There’s a great set of penny arcade comics about slowly growing to love the mac (be warned about the links, ye of faint constitutions. The content/language/world view/existence of the series is a little… florid). I feel a little the same. In two weeks time, I will have progressed from declaring my hatred of mac systems (prompted largely by the fiendish filemaker database CBS used for many years) to owning two ipods and a macbook. Oh well. Three cheers for hypocrisy.
The main reasons for the switch were essentially the apps I use. I tend to use my computer to manipulate and muck around with images and audio, and for college. I’ve currently got the GIMP under both Windows and Linux for all my image editing needs, and it’s available for Mac too, under X11. If Kristy keeps doing advertising stuff for her work and church, and Adobe keep their student discount for CS3, we might get that down the track.

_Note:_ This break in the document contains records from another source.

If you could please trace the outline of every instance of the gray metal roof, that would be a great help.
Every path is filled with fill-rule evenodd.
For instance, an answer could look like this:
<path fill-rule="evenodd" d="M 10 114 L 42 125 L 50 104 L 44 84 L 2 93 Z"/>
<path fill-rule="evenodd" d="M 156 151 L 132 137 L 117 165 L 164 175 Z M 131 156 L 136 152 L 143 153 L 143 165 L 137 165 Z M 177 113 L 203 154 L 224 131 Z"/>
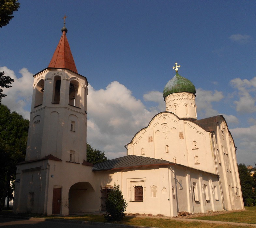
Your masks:
<path fill-rule="evenodd" d="M 150 167 L 174 164 L 168 161 L 135 155 L 129 155 L 109 160 L 95 165 L 93 171 Z"/>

At the moment that’s $500 we don’t need to spend though.
The other main thing is that I’m going to get Accordance for my studies. Whatever I did, in order to get powerful bible software I would have had to change my setup, either to Windows or Mac. I like the power available in Accordance, and the breadth of Bibleworks (which apparently is one of its major strengths - you can get a much wider variety of modules for it) doesn’t effect me now anyway, as I’m only concerned with English, Greek and Hebrew.
So it’s coming in just under 2 weeks. We get a (almost) free ipod with it, thanks to an educational rebate. Kristy is happy. When that happens, I’ll probably set up the laptop as a windows machine for Kristy to use when she’s teaching, and make our desktop into a linux server to keep music and image data on. I’m thinking ubuntu… I’d like to try it. But that will be a story for another day (when I get sick of playing with my shiny new mac).